The Mudcat Café TM
Thread #94092   Message #1818839
Posted By: Don Firth
25-Aug-06 - 02:25 PM
Thread Name: B.S.: Pluto goes down
Subject: RE: B.S.: Pluto goes down
Interesting article, Peter.

It strikes me that the members of the International Astronomical Union need something constructive to occupy their time with so they don't just bumble around bumping into things and clumsily knocking them over. As far as the possibility of trans-Neptunian planets is concerned, I tend to think that there may be bodies even further out than Pluto that could qualify as planets, but simply haven't been discovered yet. As the article points out, there are a lot of things wrong with their so-called "definition" of "planet."

I had always thought that if a body was of sufficient size and mass that gravity shaped it into a globe, and if it followed its own orbit around the sun rather than orbiting another more massive body (such as the moon orbiting the earth), it's a planet.

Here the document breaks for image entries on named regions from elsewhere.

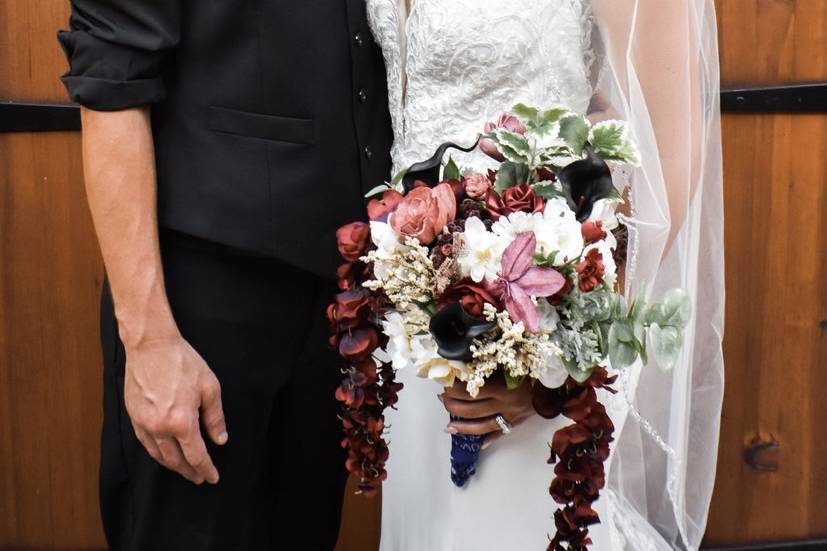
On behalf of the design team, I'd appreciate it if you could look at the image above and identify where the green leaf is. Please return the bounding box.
[442,157,462,180]
[365,184,391,199]
[511,103,540,122]
[391,168,408,188]
[532,182,564,199]
[563,362,594,383]
[503,370,525,390]
[494,161,528,192]
[541,107,572,124]
[609,322,638,369]
[560,115,589,155]
[589,121,640,165]
[649,324,683,370]
[663,289,692,328]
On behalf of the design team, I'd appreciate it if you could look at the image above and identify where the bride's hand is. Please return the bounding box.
[439,377,535,448]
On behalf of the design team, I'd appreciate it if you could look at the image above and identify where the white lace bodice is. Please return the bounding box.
[366,0,594,174]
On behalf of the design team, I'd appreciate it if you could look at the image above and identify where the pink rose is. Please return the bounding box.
[388,183,457,245]
[462,172,491,199]
[480,113,525,162]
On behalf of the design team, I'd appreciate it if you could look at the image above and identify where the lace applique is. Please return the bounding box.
[367,0,596,174]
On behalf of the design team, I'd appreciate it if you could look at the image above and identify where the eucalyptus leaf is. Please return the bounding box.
[503,371,525,390]
[442,157,462,180]
[560,115,589,156]
[649,324,683,370]
[511,103,540,122]
[563,362,592,383]
[391,168,408,188]
[589,121,640,165]
[494,161,529,192]
[532,182,563,199]
[365,184,392,199]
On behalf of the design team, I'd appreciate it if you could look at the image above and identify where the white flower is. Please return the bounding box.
[459,217,510,283]
[382,312,433,370]
[583,239,617,287]
[535,197,583,266]
[535,300,560,333]
[532,347,569,388]
[417,356,465,387]
[370,222,407,281]
[589,199,623,231]
[491,211,543,243]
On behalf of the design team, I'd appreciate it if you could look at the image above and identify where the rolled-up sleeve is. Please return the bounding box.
[58,0,181,111]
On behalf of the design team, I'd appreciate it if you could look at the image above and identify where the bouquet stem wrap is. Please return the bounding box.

There are some astronomers that actually feel that the Earth-Moon system should be classified as a double planet. I would think that if the barycenter is beneath the surface of the more massive body, then it's a planet and satellite, but if it lies outside the surface, it would be a double planet. The barycenter of the the Earth-Moon system actually lies within the earth, but close to the surface, so the double planet idea might be questionable. But with the Pluto-Charon system, the barycenter lies between the two, above the surface of Pluto, so it would qualify as a double planet.

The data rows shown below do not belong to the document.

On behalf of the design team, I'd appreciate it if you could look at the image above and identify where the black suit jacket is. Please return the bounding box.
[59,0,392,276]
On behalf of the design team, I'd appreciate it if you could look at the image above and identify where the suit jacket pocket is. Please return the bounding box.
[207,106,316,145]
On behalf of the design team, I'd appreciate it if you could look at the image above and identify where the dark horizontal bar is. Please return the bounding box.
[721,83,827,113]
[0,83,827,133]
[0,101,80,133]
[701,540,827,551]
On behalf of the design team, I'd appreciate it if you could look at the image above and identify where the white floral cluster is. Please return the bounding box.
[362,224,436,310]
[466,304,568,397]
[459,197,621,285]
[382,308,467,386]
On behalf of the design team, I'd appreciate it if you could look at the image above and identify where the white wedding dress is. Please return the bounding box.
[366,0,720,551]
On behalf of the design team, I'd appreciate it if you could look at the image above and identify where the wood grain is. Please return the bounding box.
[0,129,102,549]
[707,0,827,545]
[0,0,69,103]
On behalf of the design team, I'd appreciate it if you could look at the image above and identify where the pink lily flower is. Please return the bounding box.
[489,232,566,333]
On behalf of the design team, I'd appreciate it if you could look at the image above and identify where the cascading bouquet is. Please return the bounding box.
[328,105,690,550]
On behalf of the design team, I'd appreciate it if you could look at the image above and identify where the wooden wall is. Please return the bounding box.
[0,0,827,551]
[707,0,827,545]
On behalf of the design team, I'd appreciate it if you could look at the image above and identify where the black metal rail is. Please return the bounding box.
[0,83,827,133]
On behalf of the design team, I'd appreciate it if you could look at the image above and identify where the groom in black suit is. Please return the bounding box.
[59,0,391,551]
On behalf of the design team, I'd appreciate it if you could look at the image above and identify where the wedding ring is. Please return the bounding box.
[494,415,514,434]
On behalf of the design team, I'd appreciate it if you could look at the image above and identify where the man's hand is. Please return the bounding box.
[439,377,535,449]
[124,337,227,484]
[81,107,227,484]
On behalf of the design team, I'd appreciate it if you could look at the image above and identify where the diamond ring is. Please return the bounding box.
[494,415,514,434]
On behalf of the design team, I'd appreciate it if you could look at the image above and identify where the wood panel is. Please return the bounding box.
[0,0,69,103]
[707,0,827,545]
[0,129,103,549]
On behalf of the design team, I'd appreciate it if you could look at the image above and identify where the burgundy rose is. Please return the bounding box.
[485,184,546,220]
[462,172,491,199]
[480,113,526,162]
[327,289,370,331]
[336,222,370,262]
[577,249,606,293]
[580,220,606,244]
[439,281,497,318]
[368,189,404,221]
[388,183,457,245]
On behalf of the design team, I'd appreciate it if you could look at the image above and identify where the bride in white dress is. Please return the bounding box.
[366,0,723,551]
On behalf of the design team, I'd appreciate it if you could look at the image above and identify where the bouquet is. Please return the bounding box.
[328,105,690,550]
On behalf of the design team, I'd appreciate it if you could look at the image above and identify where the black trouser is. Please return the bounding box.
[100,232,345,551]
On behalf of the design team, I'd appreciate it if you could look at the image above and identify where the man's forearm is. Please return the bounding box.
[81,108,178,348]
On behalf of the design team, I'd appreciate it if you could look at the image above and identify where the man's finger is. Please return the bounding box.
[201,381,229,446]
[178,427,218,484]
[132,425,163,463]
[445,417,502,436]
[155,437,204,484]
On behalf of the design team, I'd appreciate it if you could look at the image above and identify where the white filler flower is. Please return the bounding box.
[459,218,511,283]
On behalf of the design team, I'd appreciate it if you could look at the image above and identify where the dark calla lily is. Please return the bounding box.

Maybe instead of losing a planet, we've gained one!

This Wikipedia article (Center of mass) contains animations (scroll down) of various systems showing barycenter relationships

Interestingly enough, the barycenter between the Sun and Jupiter is above the surface of the Sun. Jupiter actually emits more energy than it absorbs, and there is some speculation that had Jupiter been just a bit more massive, nuclear fires would have ignited in its core (there may actually be!) and we'd be in a binary star system.

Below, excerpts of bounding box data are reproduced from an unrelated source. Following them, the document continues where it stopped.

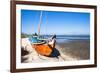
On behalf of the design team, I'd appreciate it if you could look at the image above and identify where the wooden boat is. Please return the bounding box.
[31,12,60,57]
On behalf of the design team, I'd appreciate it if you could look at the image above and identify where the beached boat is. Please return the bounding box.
[29,11,60,57]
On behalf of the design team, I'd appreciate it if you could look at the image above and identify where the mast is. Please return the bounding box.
[38,11,42,36]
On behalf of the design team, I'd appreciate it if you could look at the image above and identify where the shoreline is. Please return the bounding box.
[21,38,89,63]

Alpha Centauri is such a system, with Alpha Centauri A a main-sequence star like the sun but just a smidge larger, Alpha Centauri B about 30% the size of Alpha A and about as far out as Uranus is from our sun. According to some astronomers, there should be a "temperate zone" about 100,000 miles out from Alpha A where a very earth-like planet (inhabitable very comfortably by human beans) could exist. During the times when the planet is between Alpha A and Alpha B, it would be bright enough to read a newspaper at night. Seasons might be a bit interesting, but nothing humans would find particularly uncomfortable. Proxima Centauri is a red dwarf and far enough out from the barycenter that, other than seeing it as a bright red star, it wouldn't have much effect on the theoretical planet.